Based on the above findings, it has been proved that there is a negative correlation between the feeling of oral dryness and salivary estrogen levels in postmenopausal females. In the present study, nighttime xerostomia or dryness at night or after waking up was the problem seen in all the patients as salivary output typically reaches its lowest circadian levels during sleep, and the problem may be exacerbated by mouth breathing [28]. The sensation of dry mouth is related to mucosal dehydration, and since saliva does not necessarily wet the whole mouth uniformly, it is possible that even in the presence of a significant overall salivary flow, localized areas of dryness could trigger the sensation of dry mouth [8]. In the present study, subjective symptoms were improved in some patients after replacement with hormones, and salivary estrogen levels were also increased in some postmenopausal females.The presence of estrogen receptors has been established at the oral epithelial level in most patients who respond to replacement therapy, while patients failing to derive benefit from such therapy lacked estrogen receptors. Valimaa et al. already proved this fact in 2004 [14]. This observation implies that the identification of estrogen receptors in the oral mucosa may contribute to selecting those patients capable of deriving benefits from hormone treatment. A close correlation between the benefits of HRT and the presence of estrogen receptors in the oral mucosa may explain the diversity of response among postmenopausal patients and the discordant results among authors [26].

CONCLUSION

It was concluded that the reduced levels of estrogen hormone after menopause were associated with the complaint of oral dryness in postmenopausal females. Further, the patients with oral dryness showed improvement after hormone replacement therapy. The present study showed that all the postmenopausal women who were given therapy did not benefit from HRT; rather, a significant number of these showed improvement in their subjective symptoms. These results have further proved the findings of previous studies, according to which a close correlation exists between the benefits of HRT and the presence of estrogen receptors in the oral mucosa. This study can be carried out with a longer duration of follow-up to review the relapse of symptoms in postmenopausal women (longitudinal study). The limitation of this study was that the follow-up period was of a shorter duration.

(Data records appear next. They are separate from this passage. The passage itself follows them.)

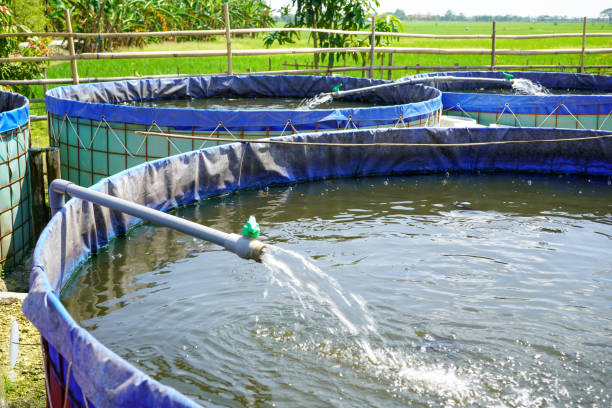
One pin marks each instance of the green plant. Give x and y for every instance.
(9, 46)
(116, 16)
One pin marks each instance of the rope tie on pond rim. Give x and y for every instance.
(349, 121)
(56, 139)
(387, 144)
(567, 110)
(75, 133)
(96, 132)
(501, 114)
(219, 125)
(605, 120)
(290, 125)
(108, 127)
(400, 120)
(464, 112)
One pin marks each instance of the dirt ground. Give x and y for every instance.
(28, 388)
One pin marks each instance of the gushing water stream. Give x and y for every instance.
(318, 293)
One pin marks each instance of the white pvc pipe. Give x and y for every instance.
(244, 247)
(414, 81)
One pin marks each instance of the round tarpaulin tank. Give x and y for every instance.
(97, 135)
(577, 101)
(82, 372)
(15, 194)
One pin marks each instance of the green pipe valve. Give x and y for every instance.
(251, 228)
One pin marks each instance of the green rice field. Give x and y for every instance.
(208, 65)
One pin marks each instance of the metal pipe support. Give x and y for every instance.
(244, 247)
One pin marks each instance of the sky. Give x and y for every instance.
(584, 8)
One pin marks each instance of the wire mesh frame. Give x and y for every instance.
(578, 119)
(16, 240)
(60, 382)
(83, 142)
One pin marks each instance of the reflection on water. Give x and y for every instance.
(451, 290)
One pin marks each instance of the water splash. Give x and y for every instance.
(524, 86)
(319, 295)
(311, 103)
(316, 290)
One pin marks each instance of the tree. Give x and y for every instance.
(332, 14)
(399, 13)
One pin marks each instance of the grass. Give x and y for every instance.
(159, 66)
(28, 388)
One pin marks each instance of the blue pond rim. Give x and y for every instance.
(80, 229)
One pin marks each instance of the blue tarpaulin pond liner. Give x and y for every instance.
(15, 193)
(572, 111)
(88, 374)
(97, 137)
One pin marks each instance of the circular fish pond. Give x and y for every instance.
(98, 127)
(15, 192)
(382, 285)
(539, 99)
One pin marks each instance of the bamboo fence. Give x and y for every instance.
(372, 50)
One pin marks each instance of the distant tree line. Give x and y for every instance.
(605, 15)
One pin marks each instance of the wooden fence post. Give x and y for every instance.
(53, 164)
(372, 42)
(493, 48)
(228, 36)
(583, 46)
(40, 211)
(45, 85)
(73, 65)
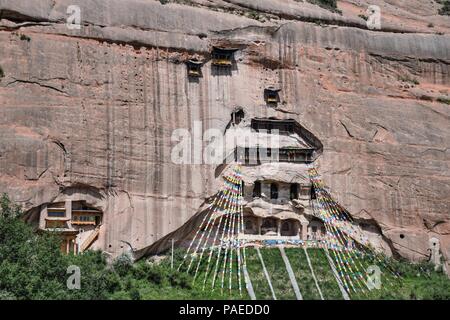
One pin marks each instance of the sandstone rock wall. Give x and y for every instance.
(92, 111)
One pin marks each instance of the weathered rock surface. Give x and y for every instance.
(89, 113)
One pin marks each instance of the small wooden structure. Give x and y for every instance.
(223, 57)
(272, 96)
(194, 68)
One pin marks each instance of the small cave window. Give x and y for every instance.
(194, 68)
(271, 96)
(222, 57)
(269, 225)
(273, 191)
(294, 191)
(237, 116)
(257, 189)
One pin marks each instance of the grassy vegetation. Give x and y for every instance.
(33, 267)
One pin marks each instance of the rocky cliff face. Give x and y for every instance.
(88, 114)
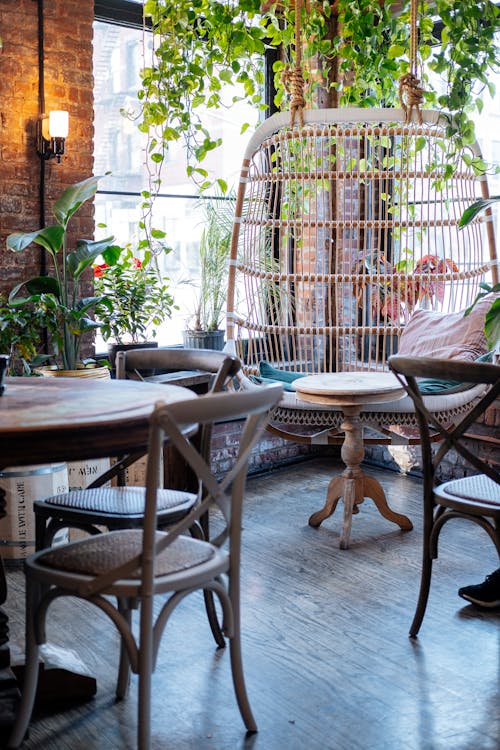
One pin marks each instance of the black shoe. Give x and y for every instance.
(486, 594)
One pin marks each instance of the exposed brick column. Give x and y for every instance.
(68, 85)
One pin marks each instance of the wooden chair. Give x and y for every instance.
(476, 497)
(345, 228)
(132, 566)
(123, 507)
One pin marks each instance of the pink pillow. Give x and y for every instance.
(446, 335)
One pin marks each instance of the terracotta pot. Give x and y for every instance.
(204, 339)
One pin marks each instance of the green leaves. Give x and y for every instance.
(51, 238)
(476, 208)
(64, 314)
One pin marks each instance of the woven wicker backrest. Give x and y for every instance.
(343, 229)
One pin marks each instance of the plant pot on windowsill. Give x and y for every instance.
(204, 339)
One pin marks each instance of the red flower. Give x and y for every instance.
(99, 270)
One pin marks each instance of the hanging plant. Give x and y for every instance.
(353, 52)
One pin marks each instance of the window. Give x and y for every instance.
(120, 149)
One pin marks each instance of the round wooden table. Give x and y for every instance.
(350, 391)
(45, 420)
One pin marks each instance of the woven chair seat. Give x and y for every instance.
(479, 487)
(99, 554)
(121, 501)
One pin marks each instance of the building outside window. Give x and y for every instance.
(120, 149)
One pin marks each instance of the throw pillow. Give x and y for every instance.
(446, 335)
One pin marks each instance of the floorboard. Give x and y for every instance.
(328, 661)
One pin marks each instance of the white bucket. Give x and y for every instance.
(22, 485)
(82, 473)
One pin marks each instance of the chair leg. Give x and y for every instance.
(31, 670)
(236, 658)
(201, 532)
(239, 679)
(423, 596)
(145, 668)
(123, 680)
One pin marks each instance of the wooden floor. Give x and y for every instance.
(328, 661)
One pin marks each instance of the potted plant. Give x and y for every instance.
(203, 330)
(492, 318)
(67, 315)
(135, 297)
(21, 335)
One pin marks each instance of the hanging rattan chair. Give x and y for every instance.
(346, 236)
(346, 248)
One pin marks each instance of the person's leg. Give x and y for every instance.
(486, 594)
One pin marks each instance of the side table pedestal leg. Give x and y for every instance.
(373, 490)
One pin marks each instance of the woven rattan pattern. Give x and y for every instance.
(98, 554)
(479, 487)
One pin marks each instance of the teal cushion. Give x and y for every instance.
(428, 386)
(433, 386)
(270, 374)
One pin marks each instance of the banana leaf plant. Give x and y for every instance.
(59, 293)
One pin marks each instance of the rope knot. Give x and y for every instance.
(411, 96)
(293, 81)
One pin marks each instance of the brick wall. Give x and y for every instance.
(483, 440)
(68, 85)
(269, 453)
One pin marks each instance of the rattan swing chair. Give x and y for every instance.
(345, 226)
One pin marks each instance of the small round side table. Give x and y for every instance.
(350, 391)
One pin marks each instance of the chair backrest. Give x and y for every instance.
(408, 370)
(131, 362)
(173, 422)
(343, 228)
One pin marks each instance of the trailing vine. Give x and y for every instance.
(358, 54)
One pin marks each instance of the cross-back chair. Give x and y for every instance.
(475, 497)
(122, 507)
(132, 566)
(346, 226)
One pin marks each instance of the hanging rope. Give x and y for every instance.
(411, 94)
(293, 80)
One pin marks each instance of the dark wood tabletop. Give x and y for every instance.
(65, 419)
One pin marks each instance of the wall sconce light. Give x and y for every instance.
(52, 131)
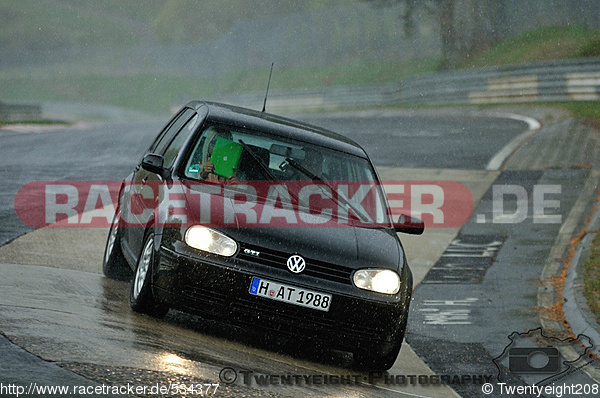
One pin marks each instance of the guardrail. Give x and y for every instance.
(20, 113)
(564, 80)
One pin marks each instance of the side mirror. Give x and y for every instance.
(154, 164)
(409, 225)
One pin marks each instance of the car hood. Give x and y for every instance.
(348, 245)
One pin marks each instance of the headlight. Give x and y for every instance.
(378, 280)
(211, 241)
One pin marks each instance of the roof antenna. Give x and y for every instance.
(268, 84)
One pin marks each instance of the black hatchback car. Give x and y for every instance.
(264, 222)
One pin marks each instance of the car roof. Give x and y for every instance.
(278, 125)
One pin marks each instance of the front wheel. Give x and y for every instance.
(114, 265)
(141, 298)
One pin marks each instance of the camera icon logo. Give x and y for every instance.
(534, 360)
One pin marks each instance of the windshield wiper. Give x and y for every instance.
(359, 212)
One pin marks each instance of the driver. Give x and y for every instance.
(207, 168)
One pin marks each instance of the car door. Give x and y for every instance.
(140, 193)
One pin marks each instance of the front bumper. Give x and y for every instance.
(218, 289)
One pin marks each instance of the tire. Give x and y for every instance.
(141, 298)
(114, 264)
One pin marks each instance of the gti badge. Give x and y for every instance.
(252, 252)
(296, 263)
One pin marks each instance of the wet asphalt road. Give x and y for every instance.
(110, 151)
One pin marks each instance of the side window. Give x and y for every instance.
(167, 136)
(175, 146)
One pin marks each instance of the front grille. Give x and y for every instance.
(316, 268)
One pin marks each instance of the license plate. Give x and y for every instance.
(290, 294)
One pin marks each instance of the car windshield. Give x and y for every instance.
(247, 156)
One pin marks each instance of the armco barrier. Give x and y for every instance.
(563, 80)
(20, 113)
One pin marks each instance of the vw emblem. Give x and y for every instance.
(296, 264)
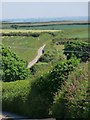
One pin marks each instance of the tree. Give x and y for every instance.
(79, 49)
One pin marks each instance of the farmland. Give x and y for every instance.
(54, 78)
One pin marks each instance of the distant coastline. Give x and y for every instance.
(62, 19)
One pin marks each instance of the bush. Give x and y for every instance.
(72, 101)
(79, 49)
(13, 67)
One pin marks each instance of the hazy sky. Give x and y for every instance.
(41, 9)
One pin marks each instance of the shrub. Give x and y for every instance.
(72, 101)
(35, 100)
(79, 49)
(13, 67)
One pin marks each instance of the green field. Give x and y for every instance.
(56, 87)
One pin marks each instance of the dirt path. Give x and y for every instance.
(30, 64)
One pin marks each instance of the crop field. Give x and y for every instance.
(27, 47)
(57, 76)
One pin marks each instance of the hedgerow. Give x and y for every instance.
(72, 101)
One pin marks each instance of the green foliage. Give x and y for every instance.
(79, 49)
(40, 94)
(52, 56)
(72, 101)
(13, 67)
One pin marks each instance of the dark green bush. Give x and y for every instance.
(36, 99)
(72, 101)
(52, 56)
(13, 67)
(79, 49)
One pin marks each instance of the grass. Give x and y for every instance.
(26, 47)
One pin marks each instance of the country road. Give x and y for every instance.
(40, 52)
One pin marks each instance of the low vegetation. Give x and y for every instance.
(58, 82)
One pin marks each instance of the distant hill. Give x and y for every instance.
(83, 18)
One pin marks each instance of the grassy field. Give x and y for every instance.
(31, 96)
(26, 47)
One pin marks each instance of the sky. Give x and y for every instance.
(15, 10)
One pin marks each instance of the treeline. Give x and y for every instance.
(21, 34)
(61, 93)
(13, 67)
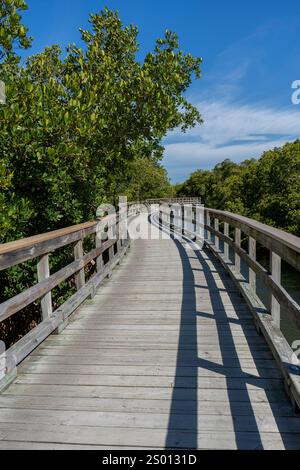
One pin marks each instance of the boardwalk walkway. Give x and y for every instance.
(165, 355)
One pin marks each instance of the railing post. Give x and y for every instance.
(111, 252)
(199, 222)
(237, 241)
(99, 259)
(217, 240)
(276, 275)
(208, 222)
(78, 254)
(226, 246)
(43, 272)
(252, 254)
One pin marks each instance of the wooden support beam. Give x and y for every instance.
(237, 241)
(276, 276)
(217, 240)
(80, 276)
(226, 246)
(252, 254)
(43, 272)
(208, 222)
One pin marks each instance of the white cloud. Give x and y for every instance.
(230, 130)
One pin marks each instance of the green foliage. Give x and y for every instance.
(12, 32)
(82, 127)
(267, 189)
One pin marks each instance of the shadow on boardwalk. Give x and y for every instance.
(185, 426)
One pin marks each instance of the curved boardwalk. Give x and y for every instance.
(165, 355)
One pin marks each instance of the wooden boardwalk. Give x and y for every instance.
(166, 355)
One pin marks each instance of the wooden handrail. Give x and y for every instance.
(39, 247)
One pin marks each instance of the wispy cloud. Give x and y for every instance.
(230, 130)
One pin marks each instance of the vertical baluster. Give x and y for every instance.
(217, 240)
(276, 275)
(111, 235)
(80, 276)
(208, 223)
(226, 246)
(252, 254)
(43, 272)
(99, 259)
(237, 242)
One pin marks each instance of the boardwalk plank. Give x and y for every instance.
(165, 355)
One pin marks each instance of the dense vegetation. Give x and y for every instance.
(267, 189)
(82, 126)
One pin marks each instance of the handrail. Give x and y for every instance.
(281, 246)
(40, 247)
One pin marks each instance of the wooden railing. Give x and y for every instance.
(281, 245)
(107, 243)
(178, 200)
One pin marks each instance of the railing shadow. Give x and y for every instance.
(185, 420)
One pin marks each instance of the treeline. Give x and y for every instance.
(81, 127)
(267, 189)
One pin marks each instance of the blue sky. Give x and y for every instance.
(251, 53)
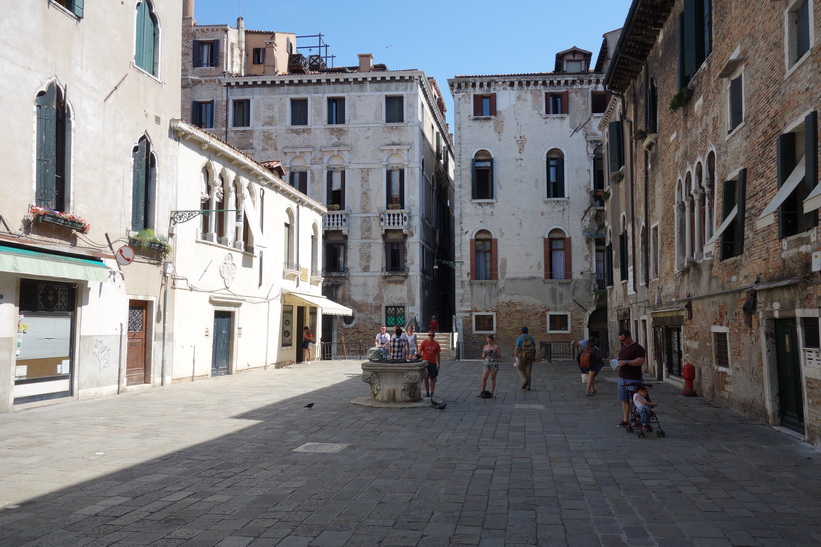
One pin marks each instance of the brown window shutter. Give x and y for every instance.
(546, 242)
(473, 259)
(494, 260)
(568, 262)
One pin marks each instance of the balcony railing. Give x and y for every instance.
(395, 219)
(336, 220)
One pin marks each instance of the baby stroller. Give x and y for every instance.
(635, 419)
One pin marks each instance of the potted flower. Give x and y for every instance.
(147, 239)
(45, 214)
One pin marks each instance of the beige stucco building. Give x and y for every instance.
(89, 163)
(370, 144)
(529, 204)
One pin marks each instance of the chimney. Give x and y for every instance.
(365, 62)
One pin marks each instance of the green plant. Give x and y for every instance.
(148, 239)
(681, 98)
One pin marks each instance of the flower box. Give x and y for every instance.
(51, 216)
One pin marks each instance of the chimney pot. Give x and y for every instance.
(365, 62)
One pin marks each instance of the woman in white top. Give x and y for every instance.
(411, 336)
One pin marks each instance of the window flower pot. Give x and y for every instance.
(51, 216)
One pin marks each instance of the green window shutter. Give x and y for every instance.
(215, 53)
(810, 150)
(615, 147)
(47, 148)
(473, 178)
(784, 164)
(736, 102)
(741, 201)
(560, 178)
(138, 185)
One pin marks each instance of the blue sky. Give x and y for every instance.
(442, 38)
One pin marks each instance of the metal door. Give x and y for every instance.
(790, 398)
(673, 351)
(135, 360)
(222, 343)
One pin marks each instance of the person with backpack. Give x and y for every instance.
(526, 353)
(591, 360)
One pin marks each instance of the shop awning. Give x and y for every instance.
(28, 262)
(328, 306)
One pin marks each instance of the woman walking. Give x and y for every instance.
(491, 353)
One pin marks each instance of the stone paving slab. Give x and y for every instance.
(218, 462)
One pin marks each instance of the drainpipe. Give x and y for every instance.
(166, 269)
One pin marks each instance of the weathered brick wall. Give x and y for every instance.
(774, 100)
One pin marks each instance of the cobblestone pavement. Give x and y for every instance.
(215, 462)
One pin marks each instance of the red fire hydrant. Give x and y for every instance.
(688, 372)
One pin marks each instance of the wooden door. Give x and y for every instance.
(135, 361)
(222, 343)
(790, 396)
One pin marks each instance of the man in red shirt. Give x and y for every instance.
(430, 351)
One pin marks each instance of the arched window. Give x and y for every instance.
(558, 263)
(555, 174)
(290, 244)
(146, 46)
(483, 257)
(53, 140)
(205, 203)
(315, 251)
(482, 187)
(144, 172)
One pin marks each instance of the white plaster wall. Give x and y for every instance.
(519, 137)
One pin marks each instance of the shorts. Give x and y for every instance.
(623, 388)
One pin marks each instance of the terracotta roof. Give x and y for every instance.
(637, 39)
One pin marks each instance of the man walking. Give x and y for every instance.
(631, 359)
(526, 352)
(430, 351)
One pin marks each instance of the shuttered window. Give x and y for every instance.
(615, 150)
(146, 42)
(394, 110)
(484, 105)
(736, 102)
(142, 187)
(52, 135)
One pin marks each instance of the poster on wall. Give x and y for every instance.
(287, 326)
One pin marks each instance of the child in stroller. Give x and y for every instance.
(642, 410)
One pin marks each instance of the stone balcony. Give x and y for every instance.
(395, 219)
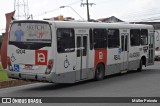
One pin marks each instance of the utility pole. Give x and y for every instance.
(22, 9)
(87, 4)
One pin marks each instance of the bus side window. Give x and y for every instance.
(135, 37)
(100, 38)
(65, 40)
(113, 38)
(91, 39)
(144, 37)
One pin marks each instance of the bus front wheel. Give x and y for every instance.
(100, 72)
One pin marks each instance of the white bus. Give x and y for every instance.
(69, 52)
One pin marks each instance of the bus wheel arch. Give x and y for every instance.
(100, 71)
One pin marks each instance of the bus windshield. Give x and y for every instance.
(35, 34)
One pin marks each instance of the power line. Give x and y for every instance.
(87, 4)
(56, 9)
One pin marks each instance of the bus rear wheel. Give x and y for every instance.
(100, 72)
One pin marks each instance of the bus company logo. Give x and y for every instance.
(41, 57)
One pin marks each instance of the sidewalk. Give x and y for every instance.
(12, 83)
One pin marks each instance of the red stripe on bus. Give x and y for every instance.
(100, 56)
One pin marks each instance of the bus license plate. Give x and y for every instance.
(28, 66)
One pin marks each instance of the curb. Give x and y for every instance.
(12, 83)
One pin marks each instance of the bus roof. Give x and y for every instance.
(71, 24)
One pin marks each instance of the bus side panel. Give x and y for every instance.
(113, 61)
(134, 57)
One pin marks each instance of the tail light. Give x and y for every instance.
(9, 64)
(49, 67)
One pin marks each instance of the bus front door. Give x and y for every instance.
(124, 52)
(81, 67)
(151, 49)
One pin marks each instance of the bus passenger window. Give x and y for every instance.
(135, 37)
(65, 40)
(144, 37)
(91, 39)
(100, 38)
(113, 38)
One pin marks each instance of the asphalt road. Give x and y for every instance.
(131, 84)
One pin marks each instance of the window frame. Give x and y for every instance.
(136, 37)
(99, 38)
(72, 48)
(118, 44)
(143, 37)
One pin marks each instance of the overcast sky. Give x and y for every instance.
(127, 10)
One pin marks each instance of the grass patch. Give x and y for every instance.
(3, 75)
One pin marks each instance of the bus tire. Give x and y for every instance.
(140, 66)
(100, 72)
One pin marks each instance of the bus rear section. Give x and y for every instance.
(30, 52)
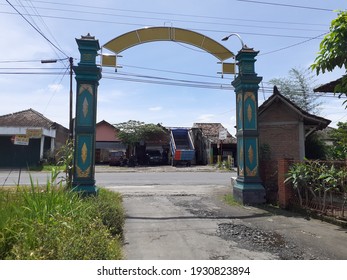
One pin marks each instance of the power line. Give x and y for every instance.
(293, 45)
(195, 29)
(188, 21)
(36, 29)
(286, 5)
(172, 14)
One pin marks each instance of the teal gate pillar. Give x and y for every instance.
(87, 78)
(248, 188)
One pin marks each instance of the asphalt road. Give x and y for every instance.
(169, 222)
(180, 214)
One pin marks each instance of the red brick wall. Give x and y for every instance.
(279, 128)
(106, 132)
(283, 140)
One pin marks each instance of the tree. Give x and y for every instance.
(133, 132)
(339, 137)
(332, 51)
(298, 88)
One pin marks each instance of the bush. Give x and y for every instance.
(52, 223)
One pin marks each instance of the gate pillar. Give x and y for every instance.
(87, 75)
(248, 188)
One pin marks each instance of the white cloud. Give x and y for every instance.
(205, 118)
(155, 109)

ETHICS APPROVAL AND CONSENT TO PARTICIPATE

Ethical clearance was obtained from Research and Review Committee and the Institutional Ethical Committee MMU Mullana with number MMDC/13/395(44).

HUMAN AND ANIMAL RIGHTS

No animals were used in this study. The reported experiments on humans are in accordance with the Helsinki Declaration of 1975, as revised in 2013.

CONSENT FOR PUBLICATION

Written informed consent was obtained, along with a detailed case history of the participants.

STANDARDS OF REPORTING

STROBE guidelines were followed.

AVAILABILITY OF DATA AND MATERIALS

The data are available from the corresponding author [D.G.] on request.

FUNDING

None.

CONFLICT OF INTEREST

The authors declare no conflict of interest, financial or otherwise.

ACKNOWLEDGEMENTS

We would like to acknowledge the help of Late Dr. Soheyl Sheikh, who helped in framing the design of the manuscript. We would also like to acknowledge the help of Dr. Preeti Garg, Dept of Oral Medicine and Radiology, M.M. College of Dental Sciences and Research, Mullana, who helped in drafting and revision of the manuscript.